Texas-Dallas and Ft. Worth

rock the reception

So I'm watching reruns play on TLC. I really wanted to do a fun first dance. Matter of fact the first thing my mom said after I was engaged wasn't congrats it was so your gonna do a fun first dance right w/o me ever mentioning it to her. I told her no b/c FI doesn't dance. Now the more I watch the show makes me want to do it even more b/c it's so me. The problem is it's SO.... not him. I'm totally unsure about asking him. Should I even bother knowing he doesn't dance or should I ask him to put his pride a sidefor  4minutes to give his bride a little bit of fun.

**Edit** haha if you knew my FI you would know there is no forcing, hence me being afraid to just ask him. I guess I didn't word that exactly right. I always give him a hard time b/c before we started dating he would go out dancing w/his guy friends no questions asked but he's never gone dancing w/ me so I always give him a hard time.
figuring it out as i go Wedding Countdown Ticker image 124 Invited so far!
image 105 (including 4 extra plus ones) Are ready to party!
image 9 Will be missing out!
image 14 Are making me slowy go crazy!
RSVP Date October 15th

Re: rock the reception

  • cfibelkorncfibelkorn member
    1000 Comments
    edited December 2011
    There needs to be an "other" option....here is what I think

    You can ask him (no harm in asking), I remember I wanted to do one too, but respect his wishes.
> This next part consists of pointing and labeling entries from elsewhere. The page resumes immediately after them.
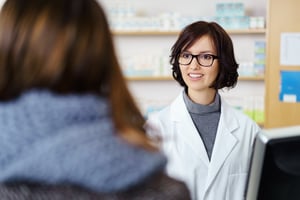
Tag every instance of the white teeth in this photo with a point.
(195, 75)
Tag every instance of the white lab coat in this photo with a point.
(224, 176)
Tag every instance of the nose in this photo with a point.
(194, 64)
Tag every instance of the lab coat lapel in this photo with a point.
(224, 143)
(188, 133)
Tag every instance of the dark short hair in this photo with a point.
(228, 66)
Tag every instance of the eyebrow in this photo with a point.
(201, 52)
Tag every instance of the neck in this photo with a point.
(204, 98)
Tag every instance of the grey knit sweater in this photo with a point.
(54, 139)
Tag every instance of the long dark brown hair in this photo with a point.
(64, 46)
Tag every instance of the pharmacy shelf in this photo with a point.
(168, 78)
(162, 32)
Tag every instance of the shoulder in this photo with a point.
(159, 187)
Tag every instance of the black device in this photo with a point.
(274, 172)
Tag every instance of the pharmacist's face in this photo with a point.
(197, 77)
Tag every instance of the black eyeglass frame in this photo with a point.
(214, 57)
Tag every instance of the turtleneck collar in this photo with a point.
(202, 109)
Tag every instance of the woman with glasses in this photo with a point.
(207, 142)
(69, 127)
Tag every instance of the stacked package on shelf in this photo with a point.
(231, 15)
(259, 58)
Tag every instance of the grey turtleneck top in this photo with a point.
(206, 119)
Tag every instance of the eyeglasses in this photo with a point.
(205, 59)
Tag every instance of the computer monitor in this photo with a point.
(274, 172)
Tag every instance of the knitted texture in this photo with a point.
(55, 139)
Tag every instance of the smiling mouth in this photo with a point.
(195, 75)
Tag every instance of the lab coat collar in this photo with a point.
(224, 143)
(187, 130)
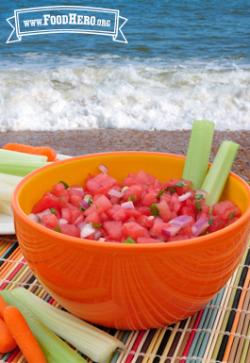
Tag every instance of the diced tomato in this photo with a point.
(134, 192)
(133, 230)
(149, 198)
(93, 217)
(148, 240)
(70, 229)
(144, 221)
(117, 213)
(226, 210)
(75, 199)
(71, 214)
(154, 205)
(113, 229)
(164, 211)
(46, 202)
(139, 178)
(104, 217)
(102, 203)
(132, 212)
(49, 220)
(59, 189)
(101, 183)
(156, 230)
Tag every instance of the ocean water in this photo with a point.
(184, 60)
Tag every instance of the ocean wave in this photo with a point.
(133, 94)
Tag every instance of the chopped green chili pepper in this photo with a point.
(198, 205)
(199, 196)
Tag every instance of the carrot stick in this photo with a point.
(7, 343)
(29, 149)
(23, 335)
(3, 305)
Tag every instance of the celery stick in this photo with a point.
(219, 171)
(89, 340)
(55, 349)
(199, 148)
(20, 167)
(6, 191)
(15, 156)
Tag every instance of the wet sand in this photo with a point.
(98, 140)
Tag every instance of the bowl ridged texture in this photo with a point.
(124, 286)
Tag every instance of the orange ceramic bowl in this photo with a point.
(121, 285)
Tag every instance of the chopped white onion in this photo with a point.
(33, 217)
(103, 168)
(128, 205)
(200, 226)
(115, 193)
(63, 221)
(176, 225)
(43, 213)
(185, 196)
(181, 221)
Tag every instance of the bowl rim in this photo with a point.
(115, 245)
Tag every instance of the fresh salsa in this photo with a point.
(140, 209)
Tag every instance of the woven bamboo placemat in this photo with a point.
(219, 333)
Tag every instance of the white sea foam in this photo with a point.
(124, 95)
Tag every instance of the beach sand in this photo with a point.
(98, 140)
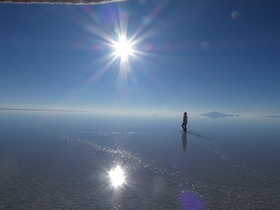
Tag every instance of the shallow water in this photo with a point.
(62, 161)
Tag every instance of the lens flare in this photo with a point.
(123, 48)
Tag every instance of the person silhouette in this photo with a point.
(185, 122)
(184, 141)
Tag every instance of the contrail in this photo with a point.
(78, 2)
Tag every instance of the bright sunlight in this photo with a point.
(123, 48)
(117, 176)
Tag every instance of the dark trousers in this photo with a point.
(184, 126)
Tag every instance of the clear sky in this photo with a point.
(187, 55)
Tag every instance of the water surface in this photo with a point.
(62, 161)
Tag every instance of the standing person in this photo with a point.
(185, 122)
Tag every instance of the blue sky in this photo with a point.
(195, 56)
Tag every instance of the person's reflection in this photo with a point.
(184, 140)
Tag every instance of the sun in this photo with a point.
(123, 48)
(117, 177)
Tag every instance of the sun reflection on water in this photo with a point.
(117, 176)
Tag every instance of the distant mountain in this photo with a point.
(274, 116)
(215, 115)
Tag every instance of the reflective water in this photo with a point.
(65, 161)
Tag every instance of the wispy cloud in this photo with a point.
(59, 1)
(216, 115)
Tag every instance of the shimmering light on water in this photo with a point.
(117, 176)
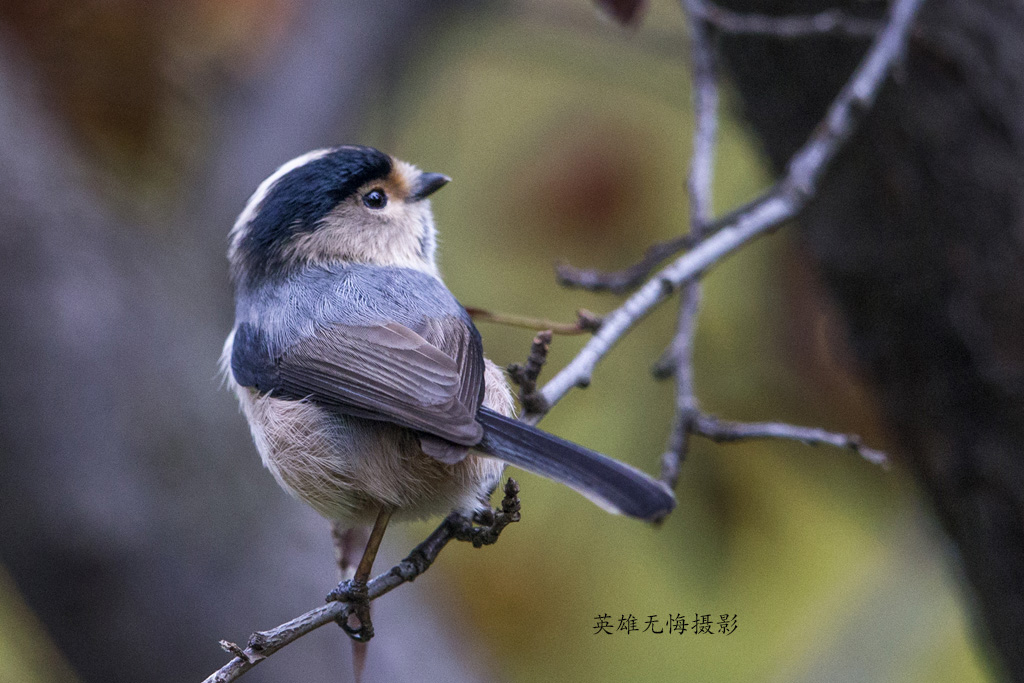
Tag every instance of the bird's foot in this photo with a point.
(354, 593)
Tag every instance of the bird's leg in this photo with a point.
(353, 591)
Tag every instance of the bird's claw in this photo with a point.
(354, 593)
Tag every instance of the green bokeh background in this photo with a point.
(569, 139)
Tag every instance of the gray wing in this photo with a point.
(429, 379)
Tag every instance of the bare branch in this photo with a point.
(525, 376)
(264, 643)
(587, 322)
(699, 187)
(829, 23)
(782, 203)
(627, 280)
(723, 431)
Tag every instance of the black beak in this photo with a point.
(427, 184)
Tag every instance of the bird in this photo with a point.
(361, 377)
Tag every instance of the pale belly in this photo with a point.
(348, 468)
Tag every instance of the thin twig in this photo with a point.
(723, 431)
(699, 190)
(525, 375)
(587, 322)
(264, 643)
(828, 23)
(782, 203)
(627, 280)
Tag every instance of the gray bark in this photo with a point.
(919, 232)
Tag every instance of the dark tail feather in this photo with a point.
(609, 483)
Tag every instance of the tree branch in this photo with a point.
(627, 280)
(699, 187)
(525, 375)
(264, 643)
(829, 23)
(722, 431)
(782, 203)
(586, 322)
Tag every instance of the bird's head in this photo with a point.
(347, 204)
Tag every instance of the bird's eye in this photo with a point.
(375, 199)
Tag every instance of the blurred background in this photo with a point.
(138, 527)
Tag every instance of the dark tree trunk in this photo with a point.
(919, 232)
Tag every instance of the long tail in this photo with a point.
(609, 483)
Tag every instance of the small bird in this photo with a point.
(363, 378)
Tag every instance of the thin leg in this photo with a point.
(354, 590)
(349, 542)
(373, 544)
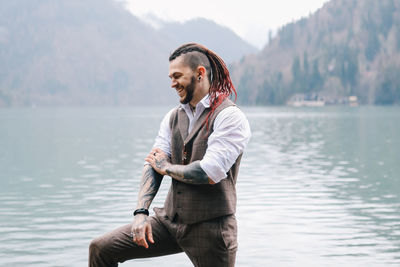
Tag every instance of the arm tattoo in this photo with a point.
(161, 163)
(190, 174)
(149, 186)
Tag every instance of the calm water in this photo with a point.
(317, 187)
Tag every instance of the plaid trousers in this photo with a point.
(211, 243)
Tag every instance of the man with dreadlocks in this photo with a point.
(199, 145)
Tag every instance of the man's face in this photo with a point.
(182, 79)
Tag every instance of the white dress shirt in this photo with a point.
(228, 140)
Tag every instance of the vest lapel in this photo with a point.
(183, 123)
(197, 126)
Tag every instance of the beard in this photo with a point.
(189, 91)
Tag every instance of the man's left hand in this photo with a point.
(158, 160)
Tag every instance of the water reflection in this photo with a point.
(317, 187)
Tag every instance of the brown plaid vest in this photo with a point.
(194, 203)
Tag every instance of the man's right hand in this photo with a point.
(140, 228)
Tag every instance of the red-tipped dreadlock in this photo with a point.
(221, 85)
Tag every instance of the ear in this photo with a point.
(201, 71)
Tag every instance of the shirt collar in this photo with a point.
(205, 101)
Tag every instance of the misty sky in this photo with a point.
(251, 19)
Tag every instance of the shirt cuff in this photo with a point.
(212, 170)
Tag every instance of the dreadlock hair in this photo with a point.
(221, 85)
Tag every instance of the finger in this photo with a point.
(141, 238)
(149, 234)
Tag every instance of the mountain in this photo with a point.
(346, 48)
(92, 52)
(220, 39)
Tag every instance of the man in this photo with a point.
(199, 146)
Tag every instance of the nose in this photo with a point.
(173, 83)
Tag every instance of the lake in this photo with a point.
(317, 186)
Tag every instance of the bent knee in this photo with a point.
(97, 246)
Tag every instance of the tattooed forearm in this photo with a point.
(190, 174)
(149, 186)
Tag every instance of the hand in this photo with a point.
(140, 228)
(158, 160)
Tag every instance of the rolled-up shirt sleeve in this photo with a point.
(163, 139)
(228, 140)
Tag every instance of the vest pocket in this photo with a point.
(228, 228)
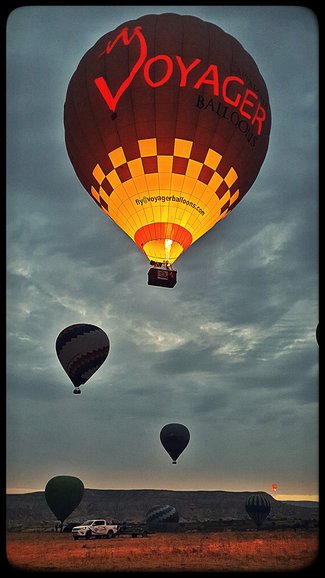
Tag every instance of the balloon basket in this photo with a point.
(161, 277)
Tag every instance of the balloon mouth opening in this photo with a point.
(163, 241)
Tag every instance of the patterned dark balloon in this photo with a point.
(258, 508)
(82, 349)
(167, 123)
(161, 514)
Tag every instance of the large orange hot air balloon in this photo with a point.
(167, 124)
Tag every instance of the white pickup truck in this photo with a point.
(94, 529)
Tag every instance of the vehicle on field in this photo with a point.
(98, 528)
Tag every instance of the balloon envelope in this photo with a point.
(63, 494)
(82, 348)
(167, 123)
(258, 508)
(174, 437)
(161, 515)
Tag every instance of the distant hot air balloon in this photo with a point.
(167, 124)
(258, 508)
(63, 494)
(81, 348)
(158, 515)
(174, 437)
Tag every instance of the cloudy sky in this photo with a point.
(230, 351)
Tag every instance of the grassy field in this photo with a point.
(223, 551)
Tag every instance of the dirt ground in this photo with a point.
(253, 551)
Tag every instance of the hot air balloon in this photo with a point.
(81, 348)
(258, 508)
(167, 123)
(160, 515)
(174, 437)
(63, 494)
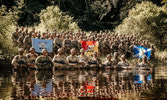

My FI said no way and that was that. We are not doing a fun dance b/c he would feel uncomfortable.
  • edited December 2011
    I didn't vote, because I would say "it depends".

    I know some people don't dance because it makes them really uncomfortable. If he's one of those people, do you really want to make him uncomfortable? It's his wedding day too.

    If he doesn't dance just because he is being difficult, then I say, he can suck it up for a few minutes.

    But I wouldn't ever force FI to do something he really isn't comfortable doing.
  • edited December 2011
    Would he take lessons?   We did a rumba to a more upbeat song and we took 3 lessons to learn how to do it.  It was fun!

    We did a slow, meaningful dance for our private last dance.
  • edited December 2011
    I agree there needs to be an other.  I say ask him because it cant hurt his answer may surprise you but if he really doesnt want to do it then I dont think your wedding is the place to ask him to suck up something that he isnt comfortable with.
  • edited December 2011
    I agree - "other" needs to be an option....I would ask - he is your fiance after all and there will definitely be more pressing issues that are going to come up that you may be afraid to ask but you have to - just part of it all.
    Now the key is your response and action after his answer....if he says no then you need to respect his wishes. My husband didn't want to do a crazy first dance either and I thought it would be cute...heck he was reluctant to even do a normal dance! But he did and he lived so no harm done ;)
    On the other hand if he says yes then there you go! Start planning but I still wouldn't make it too over the top - if you already know he is uncomfortable then you know he is doing this just for you - to please you - so don't have him doing the worm or something on the dance floor, lol
  • fallbride1109fallbride1109 member
    5000 Comments Fifth Anniversary 5 Love Its Name Dropper
    edited December 2011
    I agree with the PP.  Ask him if he would consider it and if he says no, that's that.
  • edited December 2011

    Ask him.  If he says "No" or doesn't seem fully comfortable with it, then just do a fun dance with your girlfriends!  Don't force him to do something that he won't enjoy or will be stressed out over.